Miserere mei Deus

da | Apr 10, 2020 | Cultura | 0 commenti

Testo di Giampiero Perrotti*

È l’ora dell’inoltrato imbrunire quando lungo la ripida gradinata della cattedrale di San Giustino iniziano a scendere i simboli della Passione di una delle più antiche processioni del Venerdì Santo

quella di Chieti.
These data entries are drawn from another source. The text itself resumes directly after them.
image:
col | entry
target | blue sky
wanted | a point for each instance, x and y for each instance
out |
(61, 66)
Giù, nella piazza gremita di folla attendono di avviarsi in corteo le confraternite dalle chiese del centro storico e  della periferia, ognuna con cotte di vivaci svariati colori, con croci, labari artistici lampioni di cristallo.

Portati a spalla dai membri incappucciati dell’Arciconfraternita del Sacro Monte dei Morti appaiono, in un subitaneo tacere delle voci, il simulacro del Cristo martoriato adagiato su una lettiga ricoperta da un drappo di velluto trapunto con doppi ricami in oro argento (1827), in un andare che ormai non conosce più pianto, la dolente Madonna avvolta in veli funerei.
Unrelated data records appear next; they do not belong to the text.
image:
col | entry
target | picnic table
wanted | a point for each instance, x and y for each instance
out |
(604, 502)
La testa del corteo ha già svoltato per via De Lollis quando, dal portale in pietra finemente lavorata del Duomo, fino all’ampio rettangolo della piazza dominata dal possente campanile iniziato nel 1335 e portato a compimento nel 1498, riversano, come sonoro torrente di montagna, gli oltre trecento tra cantori e musici del Miserere. Quel Miserere dell’abate teatino Saverio Selecchy (1708-1788) che fa unica la processione di Chieti. Per le decine di migliaia di fedeli, assiepati lungo corso Marrucino e le vie della città vecchia, è l’inizio di un atto di confessione collettiva.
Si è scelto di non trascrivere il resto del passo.